An atrocious, star-studded sex comedy set in a health farm, COME PLAY WITH ME amazingly broke box office records throughout the UK and went on to become one of the most profitable movies of the decade, strongly sold by the image of Millington - who only appears on screen for a few minutes. The film tells of Cornelius Clapworthy (George Harrison Marks, also director/writer) and Maurice Kelly (Alfie Bass), two elderly forgers flooding the UK with fake £20 banknotes. On the run from gangster boss Slasher (Ronald Fraser) and government official Podsnap (Ken Parry), the pair pretend to be musicians, hiding out at a struggling Scottish B&B run by Lady Bovington (Irene Handl). When Bovington’s choreographer nephew Rodney (Jerry Lorden) arrives with his troupe of dancing girls business picks up, as the females - vaguely under the leadership of Rena (Suzy Mandel) - decide to help out by dressing up as nurses and re-opening the Manor as a brothel, complete with topless massages.

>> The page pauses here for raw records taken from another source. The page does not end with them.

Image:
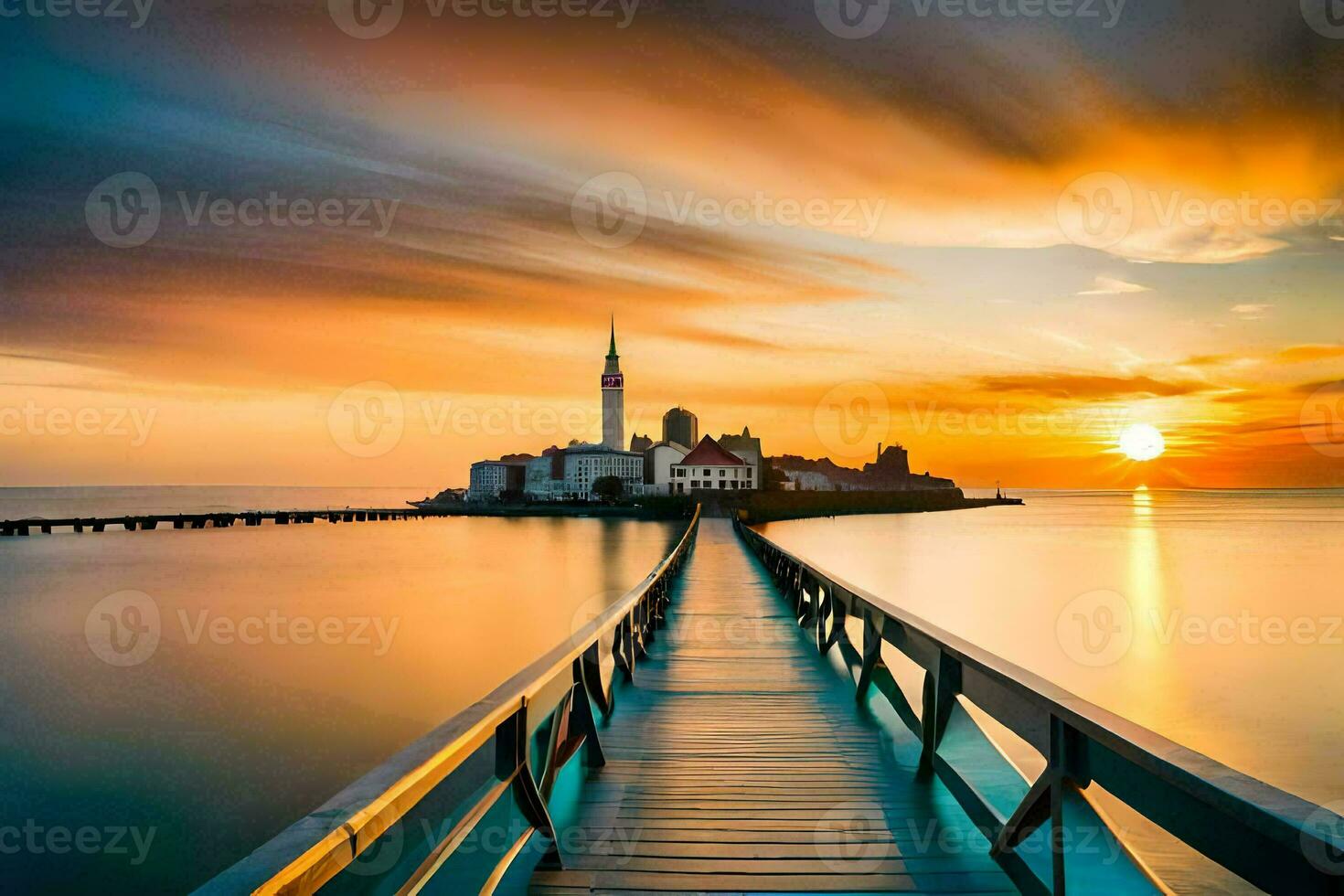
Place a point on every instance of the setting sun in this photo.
(1141, 443)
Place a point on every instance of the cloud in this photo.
(1090, 387)
(1113, 286)
(1306, 354)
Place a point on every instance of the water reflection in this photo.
(289, 661)
(1192, 566)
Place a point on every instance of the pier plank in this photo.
(740, 763)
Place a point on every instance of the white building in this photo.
(569, 475)
(657, 466)
(709, 466)
(491, 477)
(613, 398)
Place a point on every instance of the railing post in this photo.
(871, 653)
(940, 695)
(511, 761)
(581, 712)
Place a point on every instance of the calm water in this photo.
(243, 718)
(228, 730)
(1232, 643)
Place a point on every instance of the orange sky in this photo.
(946, 281)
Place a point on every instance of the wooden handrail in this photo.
(1275, 840)
(306, 855)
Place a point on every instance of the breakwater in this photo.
(203, 520)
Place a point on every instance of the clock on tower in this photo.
(613, 400)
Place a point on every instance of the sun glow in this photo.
(1141, 443)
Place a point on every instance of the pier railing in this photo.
(1272, 838)
(503, 753)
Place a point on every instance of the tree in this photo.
(774, 478)
(609, 488)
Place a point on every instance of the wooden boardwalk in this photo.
(741, 763)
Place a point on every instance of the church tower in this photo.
(613, 398)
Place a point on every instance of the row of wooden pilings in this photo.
(203, 520)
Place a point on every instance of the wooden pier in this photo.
(730, 726)
(217, 520)
(741, 763)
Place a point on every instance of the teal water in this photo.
(1224, 607)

COME PLAY WITH ME gestated from an old Marks script bullishly pushed into production by Sullivan, who at this point was keen to produce movies. By 1976 "glamour" photographer/publisher Marks had endured two obscenity trials and seen his business empire go into receivership, but initially this team-up between the British porn kings seemed amicable, especially when Sullivan gave Marks a £120,000 budget without reading the full script. When footage was shown to the producer - a tired mix of music hall and veteran performers fluffing their lines or blankly gazing into camera - Sullivan was horrified, and extra filming took place at the Mayfair Burlesque Club and his own sauna in Croydon (plus extensive scenes on and around Brighton Pier). Sullivan also ordered shooting of additional hardcore sequences for the continental version, but the strong cut was never sold and was only screened once by mistake in North London. But the damage had been done; furious at the inclusion of blue material, Handl, Bass and Fraser all made complaints to Equity. This was all priceless publicity for a film which stands as one of the most bafflingly popular motion pictures in history, a triumph of marketing over content.